Jerry Lee Lewis
El asesino del rock
El cineasta Ethan Coen (exacto: uno de los dos célebres hermanos Coen) se aburría como una seta en plena pandemia del coronavirus cuando se le acercó su amigo el músico T. Bone Burnett (productor de Los Lobos y figura señera de ese género conocido como Americana) y le propuso hacer un documental sobre el único superviviente de la primera fase del rock & roll, Jerry Lee Lewis (Ferriday, Luisiana, 1935). Sin entrevistar a nadie (algo muy difícil con sus coetáneos) y limitándose al material de archivo, Coen se dedicó al recorta y pega en su propia casa y acabó facturando una película, Jerry Lee Lewis: Trouble in mind, que acaba de presentarse en el festival de Cannes y que, según la crítica, constituye un digno contrapunto a la biopic de Elvis que se ha marcado el australiano Baz Luhrman y que, como es habitual en él, parece ser una mamarrachada absoluta e irritante.
Desde luego, la vida licenciosa de Jerry Lee Lewis (apodado The killer por su tendencia a hacer el bestia sin tasa) da para mucho. Ya se rodó su biografía en 1989, con Dennis Quaid en el papel principal y el título de una de sus canciones más conocidas, Great balls of fire. El artista no se ha trasladado a Cannes para la presentación del documental porque puede que a sus 87 años no esté ya para muchos trotes. Pero, como se dice en estos casos, no comer por haber comido, no hay nada perdido.
Nacido en una familia de meapilas sureños y primo del telepredicador Jimmy Swaggart (que se cayó con todo el equipo cuando se descubrió que era un cantamañanas que se pasaba los designios del Señor por el arco de triunfo), no tardó mucho en frecuentar los barrios de los negros para mover el esqueleto y pasarlo bien. Se casó por primera vez a los 16 años con una tal Dorothy Barton. Un año después, ya estaba poniéndole los cuernos y casándose (sin divorciarse previamente) con Jane Mitcham. A los 20 años, se superó a sí mismo contrayendo matrimonio con Myra, una cría de trece años (él decía que tenía quince, lo cual tampoco es arreglar mucho las cosas). Y ahí empezó a hundirse. La pudibunda América que lo vio nacer había tenido mucha paciencia con él, pero el Killer se había pasado tres pueblos de Luisiana seguidos.
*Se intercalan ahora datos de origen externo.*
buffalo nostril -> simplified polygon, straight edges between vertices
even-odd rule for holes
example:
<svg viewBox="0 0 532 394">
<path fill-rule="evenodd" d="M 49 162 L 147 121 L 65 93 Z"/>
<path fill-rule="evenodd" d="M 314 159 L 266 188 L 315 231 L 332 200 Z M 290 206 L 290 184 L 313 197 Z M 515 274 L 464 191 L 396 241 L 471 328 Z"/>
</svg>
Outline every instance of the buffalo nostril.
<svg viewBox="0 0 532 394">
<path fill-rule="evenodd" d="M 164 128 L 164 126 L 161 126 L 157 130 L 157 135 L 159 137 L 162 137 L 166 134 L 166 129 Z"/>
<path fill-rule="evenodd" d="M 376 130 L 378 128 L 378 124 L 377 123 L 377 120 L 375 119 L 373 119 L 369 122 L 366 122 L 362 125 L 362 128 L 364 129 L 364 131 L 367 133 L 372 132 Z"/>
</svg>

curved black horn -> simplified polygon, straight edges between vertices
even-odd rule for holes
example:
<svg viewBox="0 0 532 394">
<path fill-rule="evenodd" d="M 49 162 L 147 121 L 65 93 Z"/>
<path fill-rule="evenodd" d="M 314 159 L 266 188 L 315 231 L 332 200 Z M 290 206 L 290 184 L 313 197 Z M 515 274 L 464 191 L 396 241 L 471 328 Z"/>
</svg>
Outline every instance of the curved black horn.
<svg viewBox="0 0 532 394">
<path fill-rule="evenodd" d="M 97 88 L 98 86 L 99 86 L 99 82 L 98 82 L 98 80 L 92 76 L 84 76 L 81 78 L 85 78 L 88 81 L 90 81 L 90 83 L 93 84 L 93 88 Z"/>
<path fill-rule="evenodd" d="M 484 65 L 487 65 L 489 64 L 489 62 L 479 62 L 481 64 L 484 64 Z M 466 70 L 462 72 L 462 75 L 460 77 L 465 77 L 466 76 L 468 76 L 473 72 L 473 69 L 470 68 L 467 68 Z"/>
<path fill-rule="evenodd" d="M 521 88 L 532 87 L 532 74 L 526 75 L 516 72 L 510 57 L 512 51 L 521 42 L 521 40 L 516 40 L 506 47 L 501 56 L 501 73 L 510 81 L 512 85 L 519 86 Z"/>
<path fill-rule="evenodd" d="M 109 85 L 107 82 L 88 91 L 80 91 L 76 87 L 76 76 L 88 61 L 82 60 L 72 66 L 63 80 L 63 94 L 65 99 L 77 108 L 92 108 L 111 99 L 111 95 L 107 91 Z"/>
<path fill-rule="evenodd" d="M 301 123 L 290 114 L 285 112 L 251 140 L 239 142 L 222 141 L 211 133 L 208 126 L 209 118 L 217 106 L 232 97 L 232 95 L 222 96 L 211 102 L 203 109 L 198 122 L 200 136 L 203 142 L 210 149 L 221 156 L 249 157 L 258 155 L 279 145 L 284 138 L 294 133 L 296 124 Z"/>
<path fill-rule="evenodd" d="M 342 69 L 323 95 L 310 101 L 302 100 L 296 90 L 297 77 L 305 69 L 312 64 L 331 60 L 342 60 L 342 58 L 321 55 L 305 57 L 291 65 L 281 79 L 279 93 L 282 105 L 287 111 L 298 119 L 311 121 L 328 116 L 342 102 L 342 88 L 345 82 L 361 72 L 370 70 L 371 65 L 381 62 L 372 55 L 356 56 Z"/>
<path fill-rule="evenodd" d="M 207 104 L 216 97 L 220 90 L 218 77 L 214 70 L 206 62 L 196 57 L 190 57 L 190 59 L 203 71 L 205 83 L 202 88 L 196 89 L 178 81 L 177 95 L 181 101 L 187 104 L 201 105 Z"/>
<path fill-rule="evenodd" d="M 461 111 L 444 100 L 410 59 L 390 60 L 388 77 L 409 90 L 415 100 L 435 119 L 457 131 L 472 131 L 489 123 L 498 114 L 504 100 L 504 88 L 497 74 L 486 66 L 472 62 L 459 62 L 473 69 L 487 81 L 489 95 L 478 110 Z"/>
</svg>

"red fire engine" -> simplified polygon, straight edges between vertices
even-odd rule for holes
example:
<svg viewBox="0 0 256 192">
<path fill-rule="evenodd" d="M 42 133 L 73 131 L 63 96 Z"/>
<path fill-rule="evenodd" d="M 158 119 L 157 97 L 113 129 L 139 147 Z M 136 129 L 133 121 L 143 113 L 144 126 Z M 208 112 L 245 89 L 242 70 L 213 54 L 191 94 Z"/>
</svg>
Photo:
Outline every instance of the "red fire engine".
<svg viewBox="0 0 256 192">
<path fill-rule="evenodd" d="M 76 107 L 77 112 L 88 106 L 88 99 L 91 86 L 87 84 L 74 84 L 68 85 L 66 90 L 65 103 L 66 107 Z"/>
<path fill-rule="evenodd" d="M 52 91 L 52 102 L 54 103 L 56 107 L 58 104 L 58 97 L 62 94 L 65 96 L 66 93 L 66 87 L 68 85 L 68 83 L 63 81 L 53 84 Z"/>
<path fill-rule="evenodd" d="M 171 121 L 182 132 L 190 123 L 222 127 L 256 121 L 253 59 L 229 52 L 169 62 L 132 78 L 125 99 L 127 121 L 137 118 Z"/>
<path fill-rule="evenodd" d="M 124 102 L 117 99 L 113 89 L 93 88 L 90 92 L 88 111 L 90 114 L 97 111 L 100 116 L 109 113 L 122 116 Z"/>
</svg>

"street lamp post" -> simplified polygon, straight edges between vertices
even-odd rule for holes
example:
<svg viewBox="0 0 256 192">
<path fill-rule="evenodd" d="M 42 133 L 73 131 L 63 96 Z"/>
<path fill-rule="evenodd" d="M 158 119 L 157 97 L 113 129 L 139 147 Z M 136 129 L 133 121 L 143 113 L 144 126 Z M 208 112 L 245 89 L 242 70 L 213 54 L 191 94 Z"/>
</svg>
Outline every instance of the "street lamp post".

De hecho, su época de esplendor duró poco: finales de los 50, principios de los 60. Fue entonces cuando cosechó sus principales éxitos con temas descacharrantes como Whole lotta shakin goin on o Great balls of fire. Fueron años de conciertos espectacularmente extenuantes en los que, de vez en cuando, le daba por prender fuego a su propio piano, aunque sobre este particular hay diferentes versiones. La que más me gusta es la de que solo lo hizo una vez, cabreado porque lo habían puesto de telonero de Chuck Berry. Para mostrar su desagrado, salió al escenario con una botella de Coca Cola rellanada con gasolina y, al final de su show, la vació sobre el instrumento, procediendo a quemarlo a continuación mientras clamaba, en dirección a Berry, “¡Supérame esto, negro!”.
Tras caer en desgracia le dio por el country, donde obtuvo algunos éxitos, pero no tardó mucho en convertirse en una vieja gloria. Respetada, eso sí, y muy valorada como fuente de entretenimiento siniestro. Su vida conyugal siguió sumida en el desastre, como demuestra el hecho de que su cuarta esposa se ahogara en una piscina y la quinta apareciera muerta de una sobredosis de metadona. Huelga decir que nuestro hombre también tuvo sus problemillas con el alcohol y las drogas, pero es indudable que resulta de lo más meritorio que sea el último de su generación que aún sigue entre nosotros, que se haya convertido en eso que los gringos definen como the last man standing.
Hace unos pocos años grabó un disco de duetos con diferentes luminarias del pop que no estaba nada mal, aunque no añadía nada nuevo a su obra inmortal. Tiene una hermana, Linda Gail Lewis, que grabó un disco estupendo con Van Morrison. Hace mucho tiempo, a un amigo mío le enseñaron la que se suponía que era su casa, pero siempre se quedó con la sospecha de que el anfitrión era un amigote del artista que aprovechaba las ausencias de éste para sacarse unos pavos a su costa. Conociendo la atrabiliaria existencia de Jerry Lee Lewis, estoy convencido de que mi amigo estaba en lo cierto.